D) O Despacho recorrido, negando ao Recorrente autorização de residência na RAEM, viola os arts. 8º e 9º, da Lei n.º 4/2003, pois o Recorrente reúne todos os requisitos ali previstos para que lhe seja concedida essa autorização de residência e, portanto, interpretou e aplicou erroneamente estes normativos, violando deste modo Princípios de carácter constitucional no seu núcleo essencial, designadamente, os Princípios, da Legalidade, da Prossecução do Interesse Público e da Protecção dos Direitos e Interesses dos Residentes, o Princípio da Proporcionalidade e o Princípio da Justiça, com o que, em função destes vícios, padece de nulidade - cfr. art. 122º, n.º 2 alínea d) e 123º do C.P.A..
TERMOS EM QUE
nos melhores de Direito permitido, deve o presente recurso contencioso ser julgado procedente, declarando-se nulo, pelas apontadas ilegalidades, o acto recorrido, com todas as consequências legais, designadamente, concedendo-se a autorização de residência do recorrente na RAEM, pois aí vive a sua cônjuge e aqui o recorrente desenvolve a sua actividade empresarial.»
*
Contestou a entidade recorrida pugnando pela improcedência do recurso, em termos que aqui damos por integralmente reproduzidos.
*
As partes não apresentaram alegações facultativas.
*
O digno Magistrado do MP emitiu na oportunidade o seguinte parecer:
«Objecto do presente recurso contencioso é o despacho de 17 de Abril de 2015, da autoria do Exm.º Secretário para a Segurança, através do qual foi denegado o pedido de autorização de residência na Região Administrativa Especial de Macau formulado pelo ora recorrente A.

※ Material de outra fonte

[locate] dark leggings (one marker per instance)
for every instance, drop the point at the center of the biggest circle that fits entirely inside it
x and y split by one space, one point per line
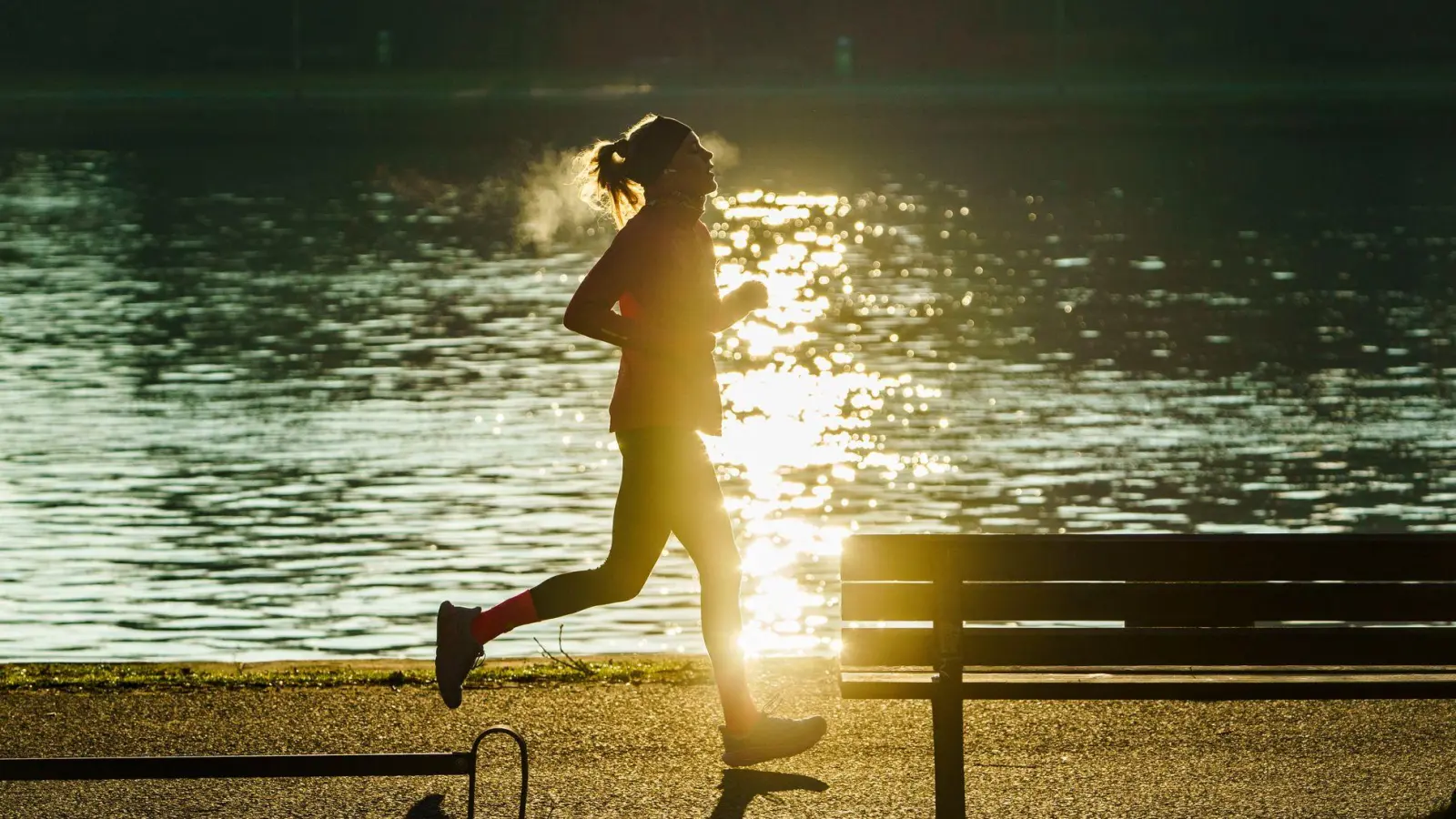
669 486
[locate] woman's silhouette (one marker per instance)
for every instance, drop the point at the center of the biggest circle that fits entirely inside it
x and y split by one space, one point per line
662 270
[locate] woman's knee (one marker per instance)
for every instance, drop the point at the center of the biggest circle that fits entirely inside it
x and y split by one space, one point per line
616 584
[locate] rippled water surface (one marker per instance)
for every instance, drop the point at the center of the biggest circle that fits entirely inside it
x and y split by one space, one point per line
280 404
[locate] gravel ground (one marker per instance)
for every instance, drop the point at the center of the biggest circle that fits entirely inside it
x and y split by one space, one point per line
652 751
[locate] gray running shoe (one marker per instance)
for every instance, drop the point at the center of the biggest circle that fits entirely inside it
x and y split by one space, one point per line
456 651
772 738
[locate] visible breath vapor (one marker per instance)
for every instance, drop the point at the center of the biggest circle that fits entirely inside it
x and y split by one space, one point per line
551 203
543 200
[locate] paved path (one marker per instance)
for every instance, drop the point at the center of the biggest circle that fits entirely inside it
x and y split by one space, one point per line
652 751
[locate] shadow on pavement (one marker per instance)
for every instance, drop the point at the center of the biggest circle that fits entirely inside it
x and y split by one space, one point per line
742 785
429 807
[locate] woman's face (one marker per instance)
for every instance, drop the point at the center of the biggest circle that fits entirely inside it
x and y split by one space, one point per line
691 169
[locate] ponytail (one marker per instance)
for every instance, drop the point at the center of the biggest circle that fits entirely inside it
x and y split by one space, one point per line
606 182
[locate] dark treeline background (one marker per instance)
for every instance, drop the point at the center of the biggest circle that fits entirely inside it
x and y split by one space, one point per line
705 36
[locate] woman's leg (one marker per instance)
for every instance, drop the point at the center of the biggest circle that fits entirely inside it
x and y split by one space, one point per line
640 530
701 523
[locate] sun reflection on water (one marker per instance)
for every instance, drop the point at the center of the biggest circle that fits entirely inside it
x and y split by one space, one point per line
795 417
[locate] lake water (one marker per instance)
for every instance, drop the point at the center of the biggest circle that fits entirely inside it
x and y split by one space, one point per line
266 402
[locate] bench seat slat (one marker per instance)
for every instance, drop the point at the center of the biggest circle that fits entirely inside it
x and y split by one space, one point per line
1155 557
1157 646
1133 685
1369 602
235 767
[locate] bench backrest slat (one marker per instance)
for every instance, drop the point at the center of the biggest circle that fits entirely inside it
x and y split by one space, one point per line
1158 647
1344 602
1154 557
237 767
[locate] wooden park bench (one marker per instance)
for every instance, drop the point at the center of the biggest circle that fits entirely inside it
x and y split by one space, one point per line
1187 617
264 767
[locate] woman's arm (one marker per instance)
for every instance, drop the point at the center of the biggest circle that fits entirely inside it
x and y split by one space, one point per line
739 303
590 309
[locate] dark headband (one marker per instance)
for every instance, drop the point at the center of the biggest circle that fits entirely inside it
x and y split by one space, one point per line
652 149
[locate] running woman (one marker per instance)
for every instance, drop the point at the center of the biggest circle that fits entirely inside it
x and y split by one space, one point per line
660 267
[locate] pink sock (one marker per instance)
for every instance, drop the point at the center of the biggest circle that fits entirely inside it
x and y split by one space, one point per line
504 617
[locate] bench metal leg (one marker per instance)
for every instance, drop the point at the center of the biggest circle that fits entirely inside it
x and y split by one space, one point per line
475 758
948 727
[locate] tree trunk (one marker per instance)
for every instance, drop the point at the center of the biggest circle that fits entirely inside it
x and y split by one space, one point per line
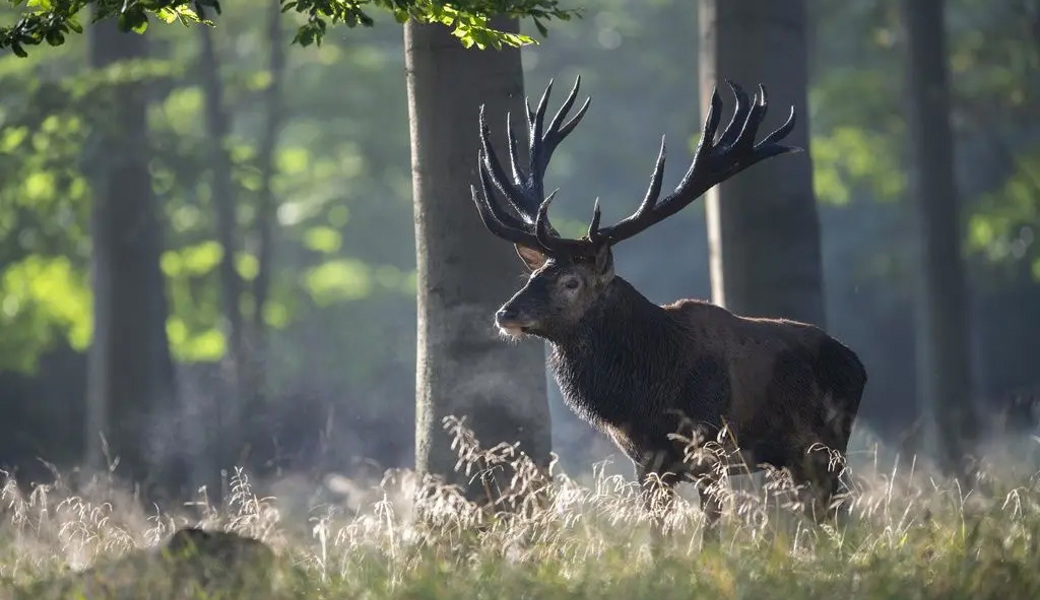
943 360
130 371
267 209
226 436
763 231
464 272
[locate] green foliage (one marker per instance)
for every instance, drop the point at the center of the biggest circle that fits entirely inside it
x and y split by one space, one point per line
41 301
51 21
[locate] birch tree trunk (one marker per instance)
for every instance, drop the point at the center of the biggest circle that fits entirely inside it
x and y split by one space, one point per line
130 374
465 272
942 344
762 225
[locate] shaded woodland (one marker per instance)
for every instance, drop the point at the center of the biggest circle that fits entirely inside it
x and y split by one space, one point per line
233 217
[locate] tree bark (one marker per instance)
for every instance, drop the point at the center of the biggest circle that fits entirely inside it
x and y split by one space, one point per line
267 209
464 272
229 409
763 230
130 375
942 344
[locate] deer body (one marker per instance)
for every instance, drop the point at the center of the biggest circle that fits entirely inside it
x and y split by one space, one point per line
639 371
783 391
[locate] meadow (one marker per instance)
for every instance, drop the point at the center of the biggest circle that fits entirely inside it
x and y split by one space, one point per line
908 533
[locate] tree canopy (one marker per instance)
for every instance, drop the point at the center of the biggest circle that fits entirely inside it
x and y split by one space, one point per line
51 21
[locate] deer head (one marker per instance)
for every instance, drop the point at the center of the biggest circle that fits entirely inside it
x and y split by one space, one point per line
570 276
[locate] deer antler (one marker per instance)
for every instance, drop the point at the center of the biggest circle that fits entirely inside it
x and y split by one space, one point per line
713 162
524 190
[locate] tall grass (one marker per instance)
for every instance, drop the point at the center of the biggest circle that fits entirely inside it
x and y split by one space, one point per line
909 533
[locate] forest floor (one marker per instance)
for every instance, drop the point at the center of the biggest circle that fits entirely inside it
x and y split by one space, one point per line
908 535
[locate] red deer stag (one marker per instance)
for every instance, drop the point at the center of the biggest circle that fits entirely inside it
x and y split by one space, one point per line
639 371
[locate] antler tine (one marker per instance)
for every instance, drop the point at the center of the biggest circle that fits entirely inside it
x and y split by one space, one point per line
594 234
713 162
547 237
524 204
739 120
645 209
782 132
498 222
554 128
524 190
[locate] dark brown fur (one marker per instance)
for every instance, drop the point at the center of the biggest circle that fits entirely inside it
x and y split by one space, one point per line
639 371
784 391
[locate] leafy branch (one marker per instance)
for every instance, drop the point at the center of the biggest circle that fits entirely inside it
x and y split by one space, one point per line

Fundou-se tal acto no normativo do artigo 9.º, n.º 2, alínea 1), da Lei 4/2003, por via dos antecedentes criminais que o requerente possui e de cuja decisão condenatória foi junta certidão ao processo instrutor.
O recorrente acha que o acto está eivado dos vários vícios de violação de lei que lhe imputa na sua petição de recurso, no que é contraditado pela autoridade recorrida, cuja contestação se pronuncia pela legalidade do acto e pela sequente improcedência do recurso.
Vejamos.
O recorrente começa por verberar a relevância que a Administração conferiu aos seus antecedentes criminais, indo ao ponto de afirmar que não lhe podem ser assacadas condutas criminosas para os efeitos da Lei 4/2003, pelo que o acto recorrido teria violado, por erro de interpretação, o artigo 9. º, n. º 2, alínea 1), da Lei 4/2003.
Cremos que não tem razão.
Como bem resulta do processo instrutor, o recorrente possui antecedentes criminais em Macau - cf. certidão de fls. 72 e seguintes. Foi julgado, perante um tribunal criminal, por posse de estupefacientes para consumo próprio e condenado a uma pena de multa convertível em prisão.

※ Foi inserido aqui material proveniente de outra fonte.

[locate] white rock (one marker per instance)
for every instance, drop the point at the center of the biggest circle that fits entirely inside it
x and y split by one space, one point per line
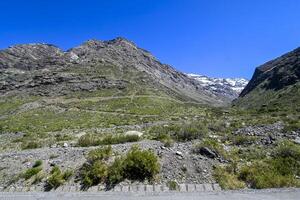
134 133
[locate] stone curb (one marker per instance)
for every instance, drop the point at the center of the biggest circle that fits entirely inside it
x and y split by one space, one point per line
207 187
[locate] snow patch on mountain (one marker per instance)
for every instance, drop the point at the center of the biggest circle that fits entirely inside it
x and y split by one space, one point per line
230 87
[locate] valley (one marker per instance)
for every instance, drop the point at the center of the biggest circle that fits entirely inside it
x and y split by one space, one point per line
100 113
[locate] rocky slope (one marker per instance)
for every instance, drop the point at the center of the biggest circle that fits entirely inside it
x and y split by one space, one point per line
229 87
43 69
274 84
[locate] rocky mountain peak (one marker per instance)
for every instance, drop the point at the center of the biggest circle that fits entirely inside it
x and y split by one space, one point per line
230 87
276 74
30 56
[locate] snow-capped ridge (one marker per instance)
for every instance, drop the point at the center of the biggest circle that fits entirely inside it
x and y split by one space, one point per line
231 87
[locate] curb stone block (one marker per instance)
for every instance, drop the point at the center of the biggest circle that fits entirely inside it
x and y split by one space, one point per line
191 187
182 188
125 188
134 188
157 188
32 189
208 187
165 188
73 189
199 188
149 188
117 188
217 187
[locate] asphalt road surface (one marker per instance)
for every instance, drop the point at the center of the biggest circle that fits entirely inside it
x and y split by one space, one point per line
274 194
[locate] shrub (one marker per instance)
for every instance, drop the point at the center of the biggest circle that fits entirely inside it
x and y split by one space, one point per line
140 164
31 172
278 171
87 140
243 139
102 153
263 175
30 145
57 178
37 163
94 173
179 132
227 179
116 171
164 138
137 164
93 140
118 139
211 144
173 185
95 170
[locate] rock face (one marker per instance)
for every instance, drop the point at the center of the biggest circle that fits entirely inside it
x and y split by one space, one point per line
229 87
275 82
46 70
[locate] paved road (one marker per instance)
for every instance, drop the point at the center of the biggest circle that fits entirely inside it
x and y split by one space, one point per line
280 194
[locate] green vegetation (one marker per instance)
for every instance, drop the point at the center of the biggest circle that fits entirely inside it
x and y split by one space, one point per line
137 164
57 178
107 139
227 179
178 132
36 168
212 144
281 169
173 185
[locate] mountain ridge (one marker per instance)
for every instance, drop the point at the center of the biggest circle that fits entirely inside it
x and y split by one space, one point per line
230 87
122 54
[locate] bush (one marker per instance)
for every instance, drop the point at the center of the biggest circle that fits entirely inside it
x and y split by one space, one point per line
87 140
278 171
37 163
227 179
212 144
30 145
173 185
95 170
116 171
137 164
164 138
140 164
243 139
94 173
118 139
102 153
93 140
31 172
179 132
57 178
263 175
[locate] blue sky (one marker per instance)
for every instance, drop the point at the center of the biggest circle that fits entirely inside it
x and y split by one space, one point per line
220 38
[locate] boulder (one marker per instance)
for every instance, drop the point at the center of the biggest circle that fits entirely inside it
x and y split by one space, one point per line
140 134
205 151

O facto de estar em causa uma pena de multa não apaga o carácter criminal da conduta, não podendo ser menorizado, como pretende o recorrente. A circunstância de se tratar de condenação ocorrida há um lapso de tempo considerável e de não poder ser porventura considerada para efeitos penais, atento o disposto no artigo 24.º do DL 27/96/M, de 3 de Junho, não impede, a nosso ver, que possa e deva ser valorada nos termos e para os efeitos previstos na Lei 4/2003. São diferentes os valores e os interesses prosseguidos do ponto de vista penal e na perspectiva administrativa aqui em causa, pontuando ali finalidades de ressocialização, justificativas da reabilitação, e sobrelevando aqui preocupações de segurança e ordem públicas que têm que ser ponderadas no procedimento de concessão de autorização de residência.

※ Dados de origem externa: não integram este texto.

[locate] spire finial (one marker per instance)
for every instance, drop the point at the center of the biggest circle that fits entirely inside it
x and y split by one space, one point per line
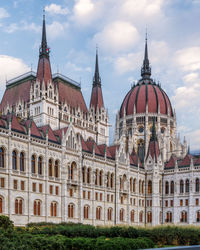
146 69
96 79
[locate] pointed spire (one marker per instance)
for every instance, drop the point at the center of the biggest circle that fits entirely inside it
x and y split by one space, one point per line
96 79
146 69
44 50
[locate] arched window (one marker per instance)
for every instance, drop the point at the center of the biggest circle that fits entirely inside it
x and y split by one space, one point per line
37 207
14 160
2 158
18 206
40 165
166 187
187 186
83 174
132 216
88 175
98 213
197 185
109 214
86 212
181 186
172 187
54 206
1 205
33 164
183 216
101 178
121 214
21 161
56 169
112 181
149 217
50 167
71 210
149 187
198 216
141 216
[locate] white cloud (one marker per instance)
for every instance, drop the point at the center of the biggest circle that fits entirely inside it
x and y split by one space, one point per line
3 13
10 68
54 9
56 29
188 58
118 36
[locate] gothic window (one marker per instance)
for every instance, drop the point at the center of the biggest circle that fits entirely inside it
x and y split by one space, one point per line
14 160
183 216
18 206
33 164
197 185
37 207
50 167
149 187
172 187
56 169
98 213
109 214
132 216
40 165
21 162
166 187
53 208
187 186
2 158
121 214
86 212
181 186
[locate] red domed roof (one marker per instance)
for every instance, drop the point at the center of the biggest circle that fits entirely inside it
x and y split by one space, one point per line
146 92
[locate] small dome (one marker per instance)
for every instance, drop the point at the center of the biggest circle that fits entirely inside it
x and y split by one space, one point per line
146 92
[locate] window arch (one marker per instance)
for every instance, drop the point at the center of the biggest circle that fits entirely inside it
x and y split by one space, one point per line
2 157
21 161
14 160
18 206
166 187
187 186
33 164
132 215
183 216
172 187
109 214
197 185
1 205
98 213
56 169
50 167
40 164
37 207
121 214
54 207
71 210
181 186
149 187
149 217
86 212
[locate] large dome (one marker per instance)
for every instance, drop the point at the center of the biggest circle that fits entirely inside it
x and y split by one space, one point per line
146 92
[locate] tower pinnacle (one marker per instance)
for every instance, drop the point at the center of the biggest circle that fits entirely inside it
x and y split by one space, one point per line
146 69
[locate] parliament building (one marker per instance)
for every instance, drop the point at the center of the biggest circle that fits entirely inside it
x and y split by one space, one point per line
56 164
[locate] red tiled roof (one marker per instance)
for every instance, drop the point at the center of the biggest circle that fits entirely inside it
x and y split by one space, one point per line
72 96
96 97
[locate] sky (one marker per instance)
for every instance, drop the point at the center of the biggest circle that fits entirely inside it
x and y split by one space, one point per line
117 27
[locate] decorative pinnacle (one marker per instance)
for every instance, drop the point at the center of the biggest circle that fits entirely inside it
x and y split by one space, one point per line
44 49
96 78
146 69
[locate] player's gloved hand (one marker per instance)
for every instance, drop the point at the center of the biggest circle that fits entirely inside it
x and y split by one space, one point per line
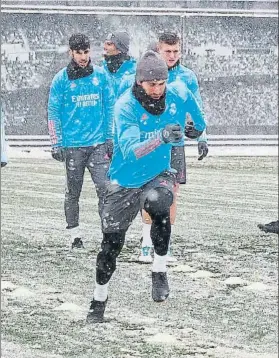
203 150
109 144
58 153
191 132
172 133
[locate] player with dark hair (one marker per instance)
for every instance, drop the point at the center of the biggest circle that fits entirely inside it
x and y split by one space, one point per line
117 61
149 120
80 116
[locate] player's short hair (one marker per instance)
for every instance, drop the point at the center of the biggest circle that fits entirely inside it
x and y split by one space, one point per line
170 38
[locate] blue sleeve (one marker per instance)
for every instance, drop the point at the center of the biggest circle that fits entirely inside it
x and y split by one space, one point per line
4 158
194 88
128 133
108 107
55 105
126 82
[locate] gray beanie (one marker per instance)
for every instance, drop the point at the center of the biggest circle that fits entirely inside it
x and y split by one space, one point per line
153 46
121 40
151 67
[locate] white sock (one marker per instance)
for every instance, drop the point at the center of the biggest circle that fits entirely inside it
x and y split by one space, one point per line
146 238
101 292
74 232
159 263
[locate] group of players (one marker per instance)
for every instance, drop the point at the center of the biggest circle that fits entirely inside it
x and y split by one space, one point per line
126 122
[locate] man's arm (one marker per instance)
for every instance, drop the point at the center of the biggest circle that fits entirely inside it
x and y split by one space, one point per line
129 135
55 105
4 158
193 86
192 107
108 107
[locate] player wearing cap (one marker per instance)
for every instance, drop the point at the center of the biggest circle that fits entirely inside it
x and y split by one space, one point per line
80 115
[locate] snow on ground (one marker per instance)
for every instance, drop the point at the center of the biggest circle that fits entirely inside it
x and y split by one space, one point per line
223 301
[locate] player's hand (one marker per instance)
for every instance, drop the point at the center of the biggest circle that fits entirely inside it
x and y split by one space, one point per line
203 150
172 133
191 132
58 153
109 147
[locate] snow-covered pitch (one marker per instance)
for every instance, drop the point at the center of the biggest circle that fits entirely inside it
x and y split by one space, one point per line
223 301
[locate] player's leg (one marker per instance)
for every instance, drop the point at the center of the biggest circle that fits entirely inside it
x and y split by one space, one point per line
75 160
98 164
120 207
173 211
146 243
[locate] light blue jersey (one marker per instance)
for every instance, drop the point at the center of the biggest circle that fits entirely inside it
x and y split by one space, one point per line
179 72
4 156
139 151
80 111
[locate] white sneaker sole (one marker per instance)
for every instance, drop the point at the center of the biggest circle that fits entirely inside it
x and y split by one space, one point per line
145 259
171 259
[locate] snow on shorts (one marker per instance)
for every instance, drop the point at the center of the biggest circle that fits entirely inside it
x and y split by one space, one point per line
178 162
121 205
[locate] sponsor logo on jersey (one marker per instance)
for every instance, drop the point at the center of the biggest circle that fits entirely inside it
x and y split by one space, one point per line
173 109
95 81
144 117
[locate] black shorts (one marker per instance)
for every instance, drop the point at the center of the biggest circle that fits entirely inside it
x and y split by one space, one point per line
178 162
121 205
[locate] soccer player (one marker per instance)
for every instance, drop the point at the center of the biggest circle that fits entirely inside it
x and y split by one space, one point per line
149 119
4 157
80 115
117 62
270 228
169 47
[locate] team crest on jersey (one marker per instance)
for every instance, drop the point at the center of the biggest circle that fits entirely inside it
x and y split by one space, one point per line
95 81
144 117
173 109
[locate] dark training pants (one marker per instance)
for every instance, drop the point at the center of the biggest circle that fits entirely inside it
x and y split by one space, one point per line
121 206
95 159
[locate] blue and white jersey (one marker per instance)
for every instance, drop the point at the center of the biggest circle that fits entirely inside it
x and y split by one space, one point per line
128 67
4 156
179 72
139 151
80 111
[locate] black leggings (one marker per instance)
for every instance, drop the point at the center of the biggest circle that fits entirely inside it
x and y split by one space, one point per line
112 243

Donde a conclusão de que a Administração não podia deixar de atender aos antecedentes criminais, dado tratar-se de factor importante na apreciação do pedido. Não se vislumbra, pois, qualquer violação de lei, por errada interpretação daquele inciso.
Seguidamente, o recorrente faz uma incursão por diplomas legais que conferem e protegem direitos, liberdades e garantias, intentando demonstrar que o acto recorrido, ao denegar-lhe a possibilidade de fixação de residência na Região Administrativa Especial de Macau, incorreu em violação de alguns dos normativos desses diplomas e de princípios neles corporizados.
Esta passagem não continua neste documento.